Following are key details from the Labor Department figures:
* The private sector actually added 17,000 jobs, but government payrolls shrank by the same amount and the expansion in the private sector was still the weakest since February 2010 when private payrolls contracted by 21,000 jobs.
* Even if one added to the tally the 46,300 workers on strike during the payroll survey period -- mostly at Verizon Communications -- private sector payrolls growth would still have been the weakest since May 2010.
* Taking into account the striking workers and 23,000 or so Minnesota state employees who returned to the job after a partial government shutdown, which helped temper the loss of public jobs, the underlying pace of job growth appeared around 23,300 -- weak by any measure.
* Private jobs were created almost exclusively in the services sector, with 35,500 new health care and social assistance jobs making up the lion’s share of the gains.
* The 3,000-worker dip in manufacturing payrolls was the first such decline since October 2010.
* Employment fell by 7.5 million jobs during the 2007-2009 recession and only about 640,000 new jobs have been created since.
* The percentage of the population in the work force increased in August for the first time since August 2010, rising to 64.0 percent. Normally that would be seen as a sign that people who had stopped hunting for work had grown more optimistic on job prospects. Still, at 64.0, this so-called participation rate was the second weakest since January 1984. The participation rate has been in near-steady decline since 2001, but the drop-off accelerated sharply in the last recession.
* All told, only 58.2 percent of the total population had a job. That was up from 58.1 percent in July but it still remained close to the lows touched in the wake of deep recessions in the early 1980s when fewer women worked.
* The number of unemployed out of work for 27 weeks or more fell by 151,000. That should provide a silver lining to the data for Fed Chairman Bernanke, who said last Friday that he was worried about long-term unemployment because it could do lasting damage to the economy.

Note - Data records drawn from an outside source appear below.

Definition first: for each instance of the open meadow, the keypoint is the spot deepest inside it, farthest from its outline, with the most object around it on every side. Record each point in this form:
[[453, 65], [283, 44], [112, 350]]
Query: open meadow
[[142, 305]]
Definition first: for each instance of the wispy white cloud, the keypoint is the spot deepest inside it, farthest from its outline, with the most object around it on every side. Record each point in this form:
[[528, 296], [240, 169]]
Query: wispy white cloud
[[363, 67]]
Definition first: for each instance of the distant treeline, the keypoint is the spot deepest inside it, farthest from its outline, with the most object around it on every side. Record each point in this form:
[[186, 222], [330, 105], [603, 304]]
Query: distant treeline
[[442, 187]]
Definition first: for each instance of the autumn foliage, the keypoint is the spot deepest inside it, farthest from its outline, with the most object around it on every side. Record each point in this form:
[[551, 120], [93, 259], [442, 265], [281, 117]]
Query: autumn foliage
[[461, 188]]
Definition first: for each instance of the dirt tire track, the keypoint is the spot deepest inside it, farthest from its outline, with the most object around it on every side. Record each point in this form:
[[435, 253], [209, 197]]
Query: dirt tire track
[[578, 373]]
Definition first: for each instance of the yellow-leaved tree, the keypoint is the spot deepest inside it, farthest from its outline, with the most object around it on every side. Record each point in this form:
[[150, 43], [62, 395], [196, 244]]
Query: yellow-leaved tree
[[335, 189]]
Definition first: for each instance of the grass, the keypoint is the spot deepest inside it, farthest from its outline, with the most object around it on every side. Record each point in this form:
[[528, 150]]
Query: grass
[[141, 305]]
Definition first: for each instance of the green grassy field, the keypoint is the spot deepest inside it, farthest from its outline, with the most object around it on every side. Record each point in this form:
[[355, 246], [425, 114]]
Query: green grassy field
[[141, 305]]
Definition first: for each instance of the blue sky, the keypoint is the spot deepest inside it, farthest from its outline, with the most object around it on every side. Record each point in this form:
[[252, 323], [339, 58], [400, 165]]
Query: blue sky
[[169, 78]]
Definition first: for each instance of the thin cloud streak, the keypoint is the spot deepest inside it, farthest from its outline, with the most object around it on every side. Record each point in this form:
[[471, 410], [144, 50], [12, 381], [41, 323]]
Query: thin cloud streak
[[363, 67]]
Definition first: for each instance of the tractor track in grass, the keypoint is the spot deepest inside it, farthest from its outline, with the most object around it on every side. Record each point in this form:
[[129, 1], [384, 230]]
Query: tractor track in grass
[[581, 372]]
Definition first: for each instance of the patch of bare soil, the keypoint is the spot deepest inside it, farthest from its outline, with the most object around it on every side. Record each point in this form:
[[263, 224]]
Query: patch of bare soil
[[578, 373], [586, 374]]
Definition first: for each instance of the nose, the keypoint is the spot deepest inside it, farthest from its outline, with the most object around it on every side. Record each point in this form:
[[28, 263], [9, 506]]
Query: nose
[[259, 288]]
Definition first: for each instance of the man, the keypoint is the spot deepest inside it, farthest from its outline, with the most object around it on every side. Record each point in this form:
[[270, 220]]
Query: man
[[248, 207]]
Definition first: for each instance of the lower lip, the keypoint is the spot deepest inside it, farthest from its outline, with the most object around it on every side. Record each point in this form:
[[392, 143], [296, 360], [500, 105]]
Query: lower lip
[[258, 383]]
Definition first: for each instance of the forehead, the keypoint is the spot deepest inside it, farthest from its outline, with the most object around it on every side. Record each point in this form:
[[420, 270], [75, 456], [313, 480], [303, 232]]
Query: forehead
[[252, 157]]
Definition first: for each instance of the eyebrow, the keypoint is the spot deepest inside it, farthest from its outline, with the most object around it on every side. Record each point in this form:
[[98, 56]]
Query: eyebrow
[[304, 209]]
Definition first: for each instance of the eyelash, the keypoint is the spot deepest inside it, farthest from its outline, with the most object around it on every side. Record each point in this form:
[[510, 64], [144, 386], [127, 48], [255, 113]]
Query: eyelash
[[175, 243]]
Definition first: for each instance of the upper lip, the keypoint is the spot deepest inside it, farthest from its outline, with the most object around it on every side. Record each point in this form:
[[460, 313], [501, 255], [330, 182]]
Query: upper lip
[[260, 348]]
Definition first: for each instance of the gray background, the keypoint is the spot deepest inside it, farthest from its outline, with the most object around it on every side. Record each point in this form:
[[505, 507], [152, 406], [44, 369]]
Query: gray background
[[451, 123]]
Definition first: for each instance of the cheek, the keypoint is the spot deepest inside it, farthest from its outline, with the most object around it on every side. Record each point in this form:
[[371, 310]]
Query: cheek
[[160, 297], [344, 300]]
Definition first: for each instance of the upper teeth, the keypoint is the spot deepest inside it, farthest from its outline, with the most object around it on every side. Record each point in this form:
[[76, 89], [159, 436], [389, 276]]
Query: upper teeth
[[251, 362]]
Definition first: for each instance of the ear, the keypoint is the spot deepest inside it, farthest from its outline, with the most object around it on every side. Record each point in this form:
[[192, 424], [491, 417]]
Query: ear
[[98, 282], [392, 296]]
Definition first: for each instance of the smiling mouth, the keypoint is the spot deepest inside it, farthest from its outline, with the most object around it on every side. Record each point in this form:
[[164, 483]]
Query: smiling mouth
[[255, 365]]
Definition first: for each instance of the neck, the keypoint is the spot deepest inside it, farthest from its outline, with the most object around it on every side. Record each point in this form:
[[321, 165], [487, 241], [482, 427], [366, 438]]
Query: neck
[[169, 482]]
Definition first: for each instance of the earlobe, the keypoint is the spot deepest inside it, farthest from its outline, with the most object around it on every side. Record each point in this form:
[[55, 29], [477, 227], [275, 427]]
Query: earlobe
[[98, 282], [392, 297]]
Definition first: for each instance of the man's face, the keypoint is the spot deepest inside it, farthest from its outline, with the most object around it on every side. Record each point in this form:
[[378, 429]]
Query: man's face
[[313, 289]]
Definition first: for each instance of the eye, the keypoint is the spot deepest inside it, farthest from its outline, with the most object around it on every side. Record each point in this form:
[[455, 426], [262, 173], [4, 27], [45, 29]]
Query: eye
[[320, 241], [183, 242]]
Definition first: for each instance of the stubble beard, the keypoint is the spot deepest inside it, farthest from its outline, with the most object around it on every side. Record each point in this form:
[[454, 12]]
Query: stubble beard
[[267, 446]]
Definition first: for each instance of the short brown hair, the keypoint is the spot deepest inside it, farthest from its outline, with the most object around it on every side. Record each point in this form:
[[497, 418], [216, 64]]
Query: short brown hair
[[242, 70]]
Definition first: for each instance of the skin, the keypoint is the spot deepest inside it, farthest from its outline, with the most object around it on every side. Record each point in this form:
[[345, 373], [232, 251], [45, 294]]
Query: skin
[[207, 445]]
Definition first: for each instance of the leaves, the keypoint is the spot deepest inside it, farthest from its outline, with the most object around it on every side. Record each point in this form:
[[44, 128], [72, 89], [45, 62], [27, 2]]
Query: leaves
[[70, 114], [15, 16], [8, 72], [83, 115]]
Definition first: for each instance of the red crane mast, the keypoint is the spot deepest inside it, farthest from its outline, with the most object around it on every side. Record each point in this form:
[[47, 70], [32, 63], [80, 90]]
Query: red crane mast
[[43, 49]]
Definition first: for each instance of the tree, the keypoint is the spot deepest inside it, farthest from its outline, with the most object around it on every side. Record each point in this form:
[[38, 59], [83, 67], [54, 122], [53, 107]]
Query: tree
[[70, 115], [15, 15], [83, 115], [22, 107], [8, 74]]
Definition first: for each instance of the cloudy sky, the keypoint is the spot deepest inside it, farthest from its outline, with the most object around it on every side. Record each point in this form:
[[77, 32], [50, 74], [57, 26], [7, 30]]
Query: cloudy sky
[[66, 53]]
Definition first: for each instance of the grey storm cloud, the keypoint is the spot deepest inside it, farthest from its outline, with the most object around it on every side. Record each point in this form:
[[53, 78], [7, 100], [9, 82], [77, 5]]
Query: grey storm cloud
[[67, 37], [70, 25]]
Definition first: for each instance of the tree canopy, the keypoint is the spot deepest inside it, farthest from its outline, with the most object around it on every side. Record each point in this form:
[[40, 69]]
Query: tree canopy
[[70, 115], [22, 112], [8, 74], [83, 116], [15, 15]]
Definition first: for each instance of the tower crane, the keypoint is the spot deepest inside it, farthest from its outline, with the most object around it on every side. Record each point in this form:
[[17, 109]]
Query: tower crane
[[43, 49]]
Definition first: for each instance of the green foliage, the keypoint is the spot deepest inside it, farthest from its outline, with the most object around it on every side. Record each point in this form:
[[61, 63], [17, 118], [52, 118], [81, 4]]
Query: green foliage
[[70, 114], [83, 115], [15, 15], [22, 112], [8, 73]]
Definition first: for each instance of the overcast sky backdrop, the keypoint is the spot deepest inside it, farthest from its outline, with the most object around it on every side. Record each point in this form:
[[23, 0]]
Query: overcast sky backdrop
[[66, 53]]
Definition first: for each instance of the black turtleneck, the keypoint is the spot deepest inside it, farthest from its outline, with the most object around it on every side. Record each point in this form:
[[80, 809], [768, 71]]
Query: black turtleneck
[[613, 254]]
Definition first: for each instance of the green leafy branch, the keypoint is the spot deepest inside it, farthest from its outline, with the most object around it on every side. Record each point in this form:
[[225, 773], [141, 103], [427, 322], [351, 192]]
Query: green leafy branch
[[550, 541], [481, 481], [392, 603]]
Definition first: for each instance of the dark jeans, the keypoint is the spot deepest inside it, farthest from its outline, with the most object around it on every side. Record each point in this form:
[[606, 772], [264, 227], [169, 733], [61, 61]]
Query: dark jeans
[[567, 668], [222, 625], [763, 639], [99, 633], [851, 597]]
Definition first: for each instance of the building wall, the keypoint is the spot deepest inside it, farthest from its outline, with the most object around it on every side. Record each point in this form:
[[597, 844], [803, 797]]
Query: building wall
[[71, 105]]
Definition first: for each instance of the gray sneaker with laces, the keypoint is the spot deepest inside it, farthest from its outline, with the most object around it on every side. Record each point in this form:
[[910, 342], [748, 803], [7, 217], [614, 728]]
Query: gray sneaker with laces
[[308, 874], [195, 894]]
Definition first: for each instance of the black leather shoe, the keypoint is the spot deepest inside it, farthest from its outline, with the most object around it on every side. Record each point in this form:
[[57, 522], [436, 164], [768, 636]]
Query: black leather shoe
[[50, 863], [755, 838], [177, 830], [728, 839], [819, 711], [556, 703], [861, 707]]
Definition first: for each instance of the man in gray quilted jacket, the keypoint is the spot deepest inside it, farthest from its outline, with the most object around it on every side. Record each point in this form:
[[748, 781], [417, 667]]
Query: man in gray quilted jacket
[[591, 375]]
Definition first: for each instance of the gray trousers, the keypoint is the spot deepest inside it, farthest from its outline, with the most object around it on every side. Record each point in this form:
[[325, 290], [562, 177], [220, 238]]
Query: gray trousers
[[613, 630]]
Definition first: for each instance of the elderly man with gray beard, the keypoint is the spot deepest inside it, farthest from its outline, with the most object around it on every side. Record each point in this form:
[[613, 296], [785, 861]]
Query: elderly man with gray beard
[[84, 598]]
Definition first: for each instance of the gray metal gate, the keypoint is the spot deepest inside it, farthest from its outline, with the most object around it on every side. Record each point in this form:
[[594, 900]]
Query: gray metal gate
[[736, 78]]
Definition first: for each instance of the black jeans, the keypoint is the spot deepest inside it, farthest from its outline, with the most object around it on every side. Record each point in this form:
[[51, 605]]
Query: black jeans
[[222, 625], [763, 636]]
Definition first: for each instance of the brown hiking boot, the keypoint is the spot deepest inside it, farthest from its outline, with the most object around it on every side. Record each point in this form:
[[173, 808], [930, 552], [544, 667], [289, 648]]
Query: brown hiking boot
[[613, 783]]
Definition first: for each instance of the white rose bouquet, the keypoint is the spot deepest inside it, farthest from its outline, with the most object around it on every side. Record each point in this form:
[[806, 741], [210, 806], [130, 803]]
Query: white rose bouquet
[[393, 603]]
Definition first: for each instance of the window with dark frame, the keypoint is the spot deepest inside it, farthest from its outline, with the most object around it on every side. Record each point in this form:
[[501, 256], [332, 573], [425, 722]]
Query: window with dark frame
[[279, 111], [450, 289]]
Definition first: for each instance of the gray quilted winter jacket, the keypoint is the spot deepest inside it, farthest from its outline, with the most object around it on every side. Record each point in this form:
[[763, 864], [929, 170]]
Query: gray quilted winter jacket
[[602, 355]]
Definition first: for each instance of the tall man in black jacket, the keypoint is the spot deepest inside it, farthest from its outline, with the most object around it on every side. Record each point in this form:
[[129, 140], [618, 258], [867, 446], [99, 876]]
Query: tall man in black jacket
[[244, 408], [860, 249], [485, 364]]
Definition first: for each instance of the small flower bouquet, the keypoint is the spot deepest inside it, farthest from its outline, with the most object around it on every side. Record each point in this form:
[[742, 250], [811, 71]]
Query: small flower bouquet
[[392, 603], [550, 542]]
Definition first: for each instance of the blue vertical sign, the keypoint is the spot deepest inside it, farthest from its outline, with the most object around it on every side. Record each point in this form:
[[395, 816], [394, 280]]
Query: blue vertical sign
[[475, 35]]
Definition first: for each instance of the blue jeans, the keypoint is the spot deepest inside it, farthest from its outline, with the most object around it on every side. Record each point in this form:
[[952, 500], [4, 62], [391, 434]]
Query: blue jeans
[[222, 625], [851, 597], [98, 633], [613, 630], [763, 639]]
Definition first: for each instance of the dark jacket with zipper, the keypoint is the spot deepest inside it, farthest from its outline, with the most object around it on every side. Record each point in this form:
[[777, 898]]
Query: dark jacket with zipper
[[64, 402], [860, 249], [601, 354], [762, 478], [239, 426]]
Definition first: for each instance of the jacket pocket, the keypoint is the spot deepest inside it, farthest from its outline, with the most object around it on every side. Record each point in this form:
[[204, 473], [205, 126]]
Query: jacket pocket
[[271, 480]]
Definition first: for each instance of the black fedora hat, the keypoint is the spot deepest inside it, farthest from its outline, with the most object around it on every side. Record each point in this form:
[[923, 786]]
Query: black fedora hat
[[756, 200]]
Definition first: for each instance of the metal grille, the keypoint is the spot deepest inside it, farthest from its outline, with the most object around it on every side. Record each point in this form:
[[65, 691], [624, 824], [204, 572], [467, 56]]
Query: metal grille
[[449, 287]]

* In general, the survey of households from which the jobless rate is derived provided another bright spot. The size of the workforce grew, but so did employment by this measure. However, economists focus on the payrolls survey, which has a much larger sample size.
* Temporary help -- often viewed as a harbinger of permanent hiring -- increased by 4,700.
* The length of the average work week dipped, while the aggregate weekly hours index -- a measure of the total work effort -- dropped 0.2 percent from a month earlier.